Page:Charles Peguy - Cahiers de la Quinzaine 3e serie vol 1-4 - Jaurès -1901.djvu/348

La bibliothèque libre.
Cette page a été validée par deux contributeurs.

Le paysan propriétaire devient, presque à son insu, collectiviste pour la vente. Il est de plus en plus soumis à des crises de prix formidables. C’était, depuis des années, pour le blé. Et voici que l’heureuse et admirable renaissance de la vigne a cet effet terrible et paradoxal de ruiner les vignerons. Évidemment, une grande baisse de prix était rendue nécessaire par la fécondité du plant américain greffé, par l’excellence de deux récoltes successives. Cette baisse de prix, si elle s’était tenue dans de justes limites, aurait été bonne pour tous. Mais notre système économique et social est si déréglé que la baisse, soudain précipitée à un degré incroyable, a accablé les producteurs viticoles, ruinés par l’abondance même du produit. Aussi les producteurs paysans aspirent-ils à être délivrés de ces désordres ruineux du marché.

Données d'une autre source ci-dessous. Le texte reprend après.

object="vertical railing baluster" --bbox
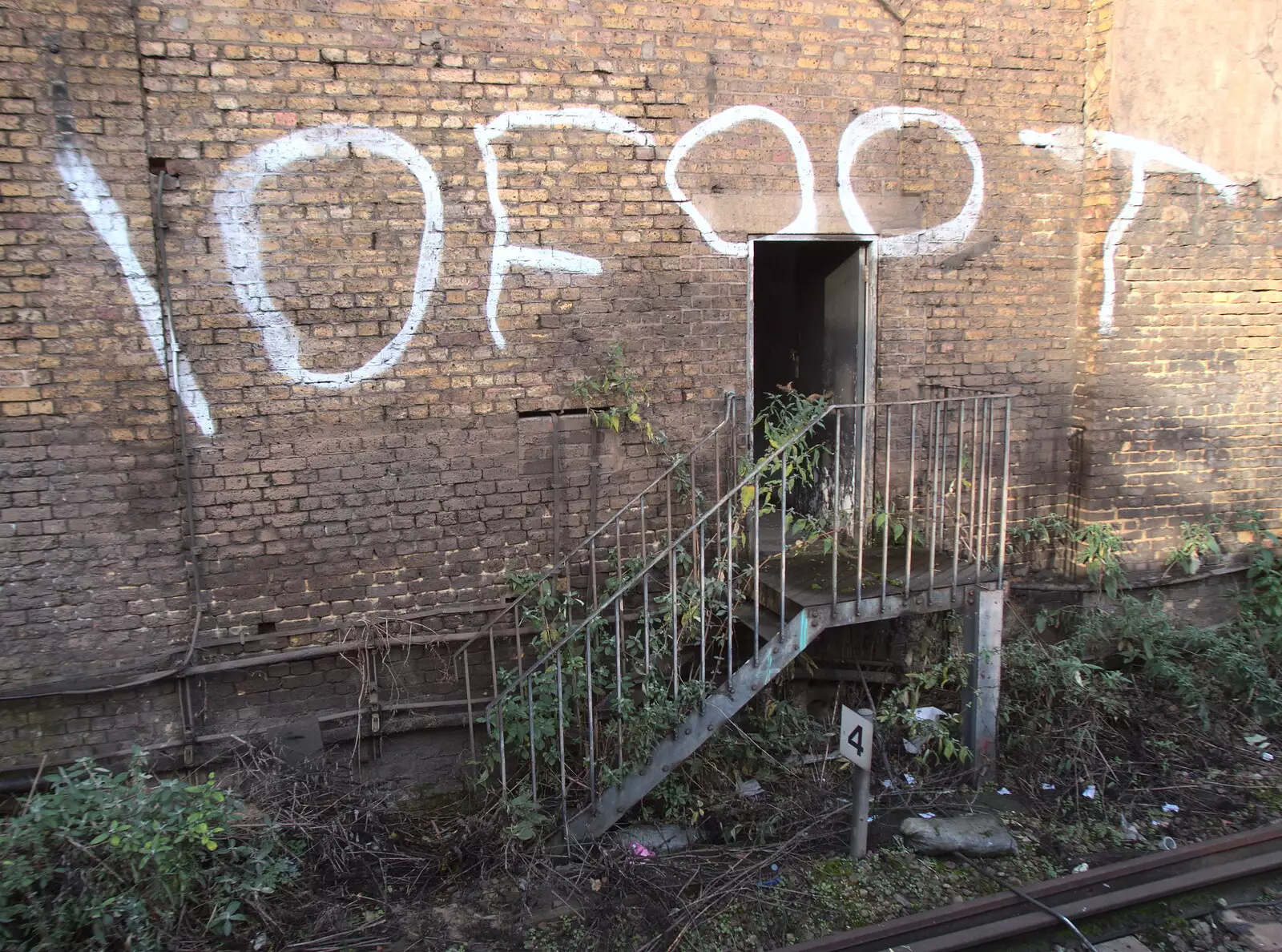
[463,648,477,764]
[663,476,671,545]
[641,494,650,677]
[752,474,761,668]
[614,598,627,773]
[696,522,708,692]
[583,611,596,811]
[925,401,944,607]
[966,397,979,567]
[556,649,569,845]
[526,672,538,803]
[998,397,1010,589]
[904,403,917,595]
[949,401,966,604]
[780,446,788,642]
[828,409,841,615]
[981,401,995,562]
[855,403,877,617]
[668,545,681,704]
[726,477,739,696]
[874,407,895,616]
[587,534,597,608]
[487,626,500,696]
[495,698,508,797]
[713,425,722,562]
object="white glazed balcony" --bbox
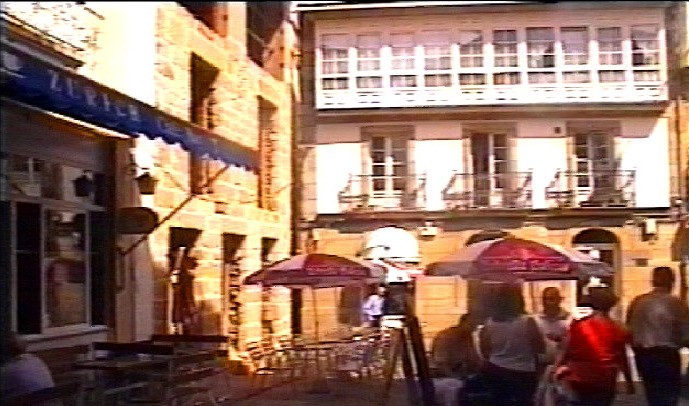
[316,82,668,109]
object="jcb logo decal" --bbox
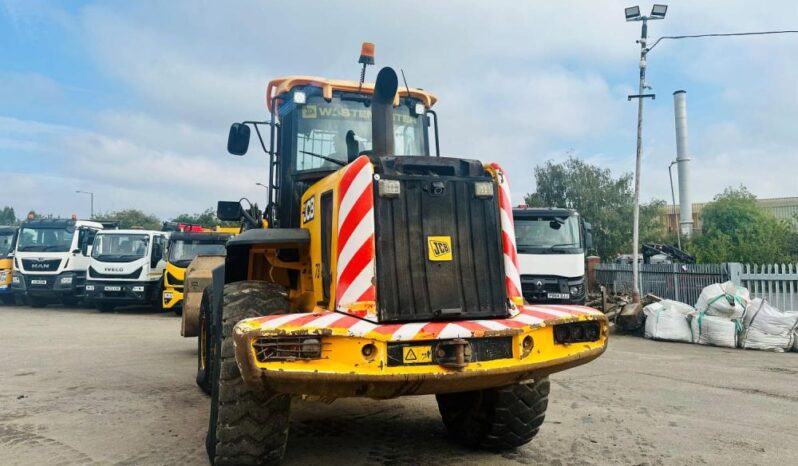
[427,236,452,261]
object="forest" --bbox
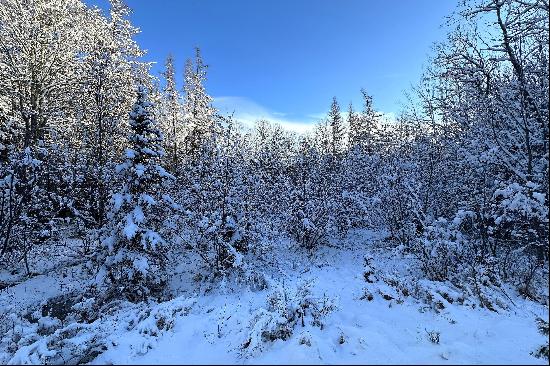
[0,0,550,364]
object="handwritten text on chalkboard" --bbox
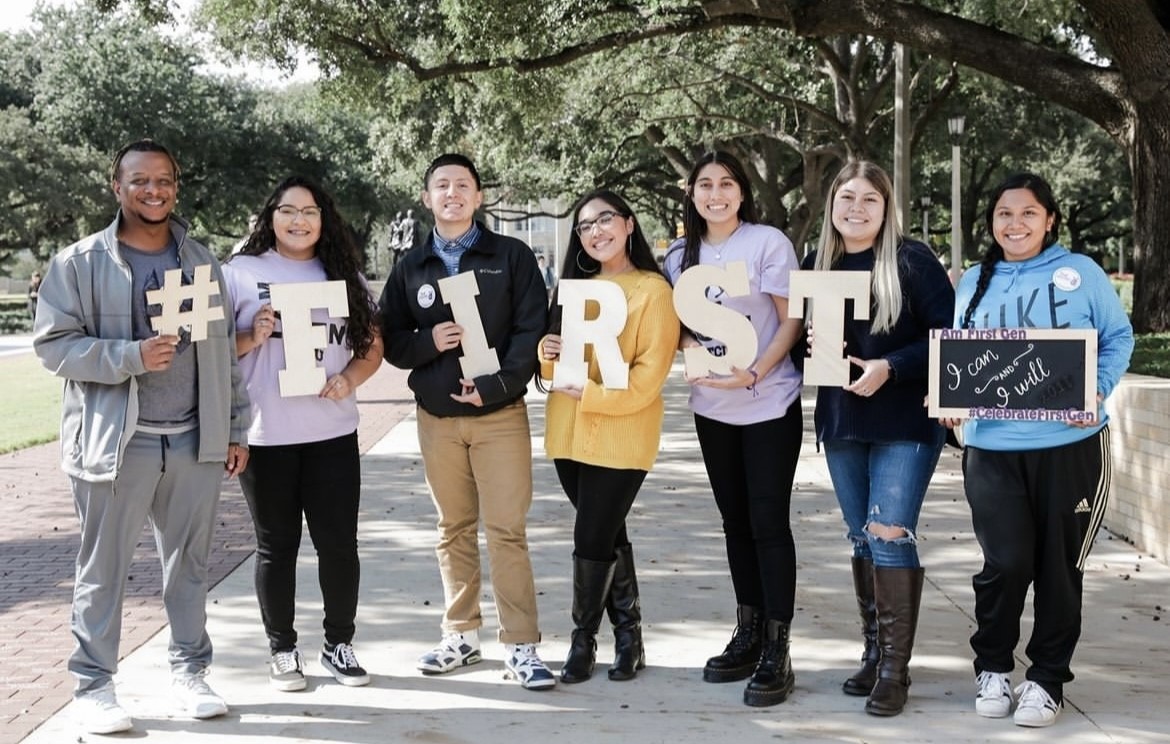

Et si le blé, le vin étaient acquis par des fédérations de coopératives et par des fédérations de communes, si le prix en était déterminé selon l’abondance de la récolte, les frais d’exploitation scientifique et de perfectionnement et le salaire normal des travailleurs employés à la culture, les propriétaires paysans, affranchis de la spéculation, du parasitisme mercantile, de l’anarchie du marché, travailleraient avec la certitude allègre d’une rémunération équitable. Ce collectivisme de l’échange ne les effraie nullement.